For National Donut Day, the BPW wants to share some tips and tricks to help you grow your skills, elevate your photos, and get you ready for the next step in your food photography journey. To do that, we’ve invited BPW student and avid food photographer and blogger Amanda Reiter to guest blog for us this week! Take it away, Amanda...
Let there be light
Light is the key to any good photo; if you don’t start with good light, your photo will suffer. When shooting food in natural light, I ask myself these questions before I get started.
1. Where is the best light in my house? What time of day is the best?
My bedroom is best for natural light.
2. What direction do I want the light to be coming from? Is this backlit or side lit?
3. Do I want the light to be soft or hard?
Soft light: These images were made using a diffuser.
Hard light: These were made without a diffuser. You can tell because of the very defined shadows along the edges of the plates and donuts.
Bonus tip: Don’t have a diffuser? Tape some white parchment paper on your window to filter the light.
Steal like an artist
Food photography is everywhere and it’s perfectly acceptable to be inspired by another person’s work. This doesn’t mean copy their image—but it does mean do your homework.

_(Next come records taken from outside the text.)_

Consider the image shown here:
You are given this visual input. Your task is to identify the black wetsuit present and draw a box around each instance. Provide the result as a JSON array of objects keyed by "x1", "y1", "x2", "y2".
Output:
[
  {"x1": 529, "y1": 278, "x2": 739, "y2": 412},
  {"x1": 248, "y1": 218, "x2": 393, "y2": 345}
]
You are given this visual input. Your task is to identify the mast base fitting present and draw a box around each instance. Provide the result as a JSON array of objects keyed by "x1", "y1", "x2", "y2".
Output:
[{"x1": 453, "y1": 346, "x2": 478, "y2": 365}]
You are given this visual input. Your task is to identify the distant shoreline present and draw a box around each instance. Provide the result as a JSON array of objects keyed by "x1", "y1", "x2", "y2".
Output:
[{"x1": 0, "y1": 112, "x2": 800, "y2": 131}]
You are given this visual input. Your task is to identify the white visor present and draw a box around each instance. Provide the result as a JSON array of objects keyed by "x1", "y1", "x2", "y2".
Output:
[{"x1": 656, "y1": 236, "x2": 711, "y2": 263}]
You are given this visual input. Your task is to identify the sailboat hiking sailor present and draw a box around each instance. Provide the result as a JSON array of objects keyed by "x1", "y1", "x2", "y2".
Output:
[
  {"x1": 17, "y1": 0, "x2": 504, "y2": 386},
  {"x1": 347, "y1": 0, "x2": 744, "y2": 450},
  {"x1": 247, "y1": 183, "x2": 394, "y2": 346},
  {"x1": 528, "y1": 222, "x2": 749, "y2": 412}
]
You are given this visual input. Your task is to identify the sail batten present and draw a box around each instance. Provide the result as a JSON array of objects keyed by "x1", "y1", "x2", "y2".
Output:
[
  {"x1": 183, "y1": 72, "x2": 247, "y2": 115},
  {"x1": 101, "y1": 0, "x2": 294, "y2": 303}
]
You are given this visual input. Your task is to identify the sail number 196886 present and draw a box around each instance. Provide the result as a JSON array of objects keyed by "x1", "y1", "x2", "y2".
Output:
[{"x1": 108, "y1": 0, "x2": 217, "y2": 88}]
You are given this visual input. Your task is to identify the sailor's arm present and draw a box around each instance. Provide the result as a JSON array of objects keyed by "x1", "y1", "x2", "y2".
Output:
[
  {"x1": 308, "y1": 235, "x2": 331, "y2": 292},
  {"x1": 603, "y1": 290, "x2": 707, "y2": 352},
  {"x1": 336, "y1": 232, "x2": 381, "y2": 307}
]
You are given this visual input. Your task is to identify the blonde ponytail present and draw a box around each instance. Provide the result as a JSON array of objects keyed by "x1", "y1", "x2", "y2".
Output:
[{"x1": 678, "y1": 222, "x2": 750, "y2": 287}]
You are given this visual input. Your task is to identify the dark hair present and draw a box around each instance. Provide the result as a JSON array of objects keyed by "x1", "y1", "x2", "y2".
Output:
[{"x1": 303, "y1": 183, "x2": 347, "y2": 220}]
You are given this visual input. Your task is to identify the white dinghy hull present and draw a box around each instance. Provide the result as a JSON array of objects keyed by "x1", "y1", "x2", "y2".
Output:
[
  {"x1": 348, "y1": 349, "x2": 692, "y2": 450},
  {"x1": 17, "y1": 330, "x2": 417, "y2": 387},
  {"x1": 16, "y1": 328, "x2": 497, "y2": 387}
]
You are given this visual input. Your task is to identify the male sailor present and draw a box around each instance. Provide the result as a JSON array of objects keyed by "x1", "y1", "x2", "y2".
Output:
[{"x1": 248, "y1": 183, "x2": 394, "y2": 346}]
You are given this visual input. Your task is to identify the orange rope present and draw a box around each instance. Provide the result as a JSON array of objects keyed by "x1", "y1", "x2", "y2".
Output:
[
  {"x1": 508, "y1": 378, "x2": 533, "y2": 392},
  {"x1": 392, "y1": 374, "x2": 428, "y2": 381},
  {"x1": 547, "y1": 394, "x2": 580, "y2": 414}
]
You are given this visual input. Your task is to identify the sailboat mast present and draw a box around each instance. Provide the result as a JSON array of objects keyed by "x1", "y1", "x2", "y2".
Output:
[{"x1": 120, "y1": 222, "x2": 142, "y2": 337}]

Look at magazines, TV shows, or Pinterest for ideas. You can even look outside of food photography; I enjoy still life paintings for inspiration. Have fun with it and make it your own.
Once I have some ideas in mind, I like to sketch out my compositions to help me visualize. And I can get all the bad ideas out of my head too, instead of doing it while the ice cream melts :(
Less is more
You don’t need a lot of “stuff” in your photos. The only items in your photo outside of the food should only be there if it’s adding to your story or complementing the food. Check out your local Goodwill and be creative with what you already have. I always say, “One person’s trash is another photographer’s food prop.”
Bonus tip: Try to incorporate your ingredients as your props. It gives texture and color and helps to tell the story.
I’m not going to get into the specifics of Lightroom as BPW offers a class on that. I just want you to see the difference with one of my photos out of camera, and then after doing some editing. If you’re not editing yet, get to it!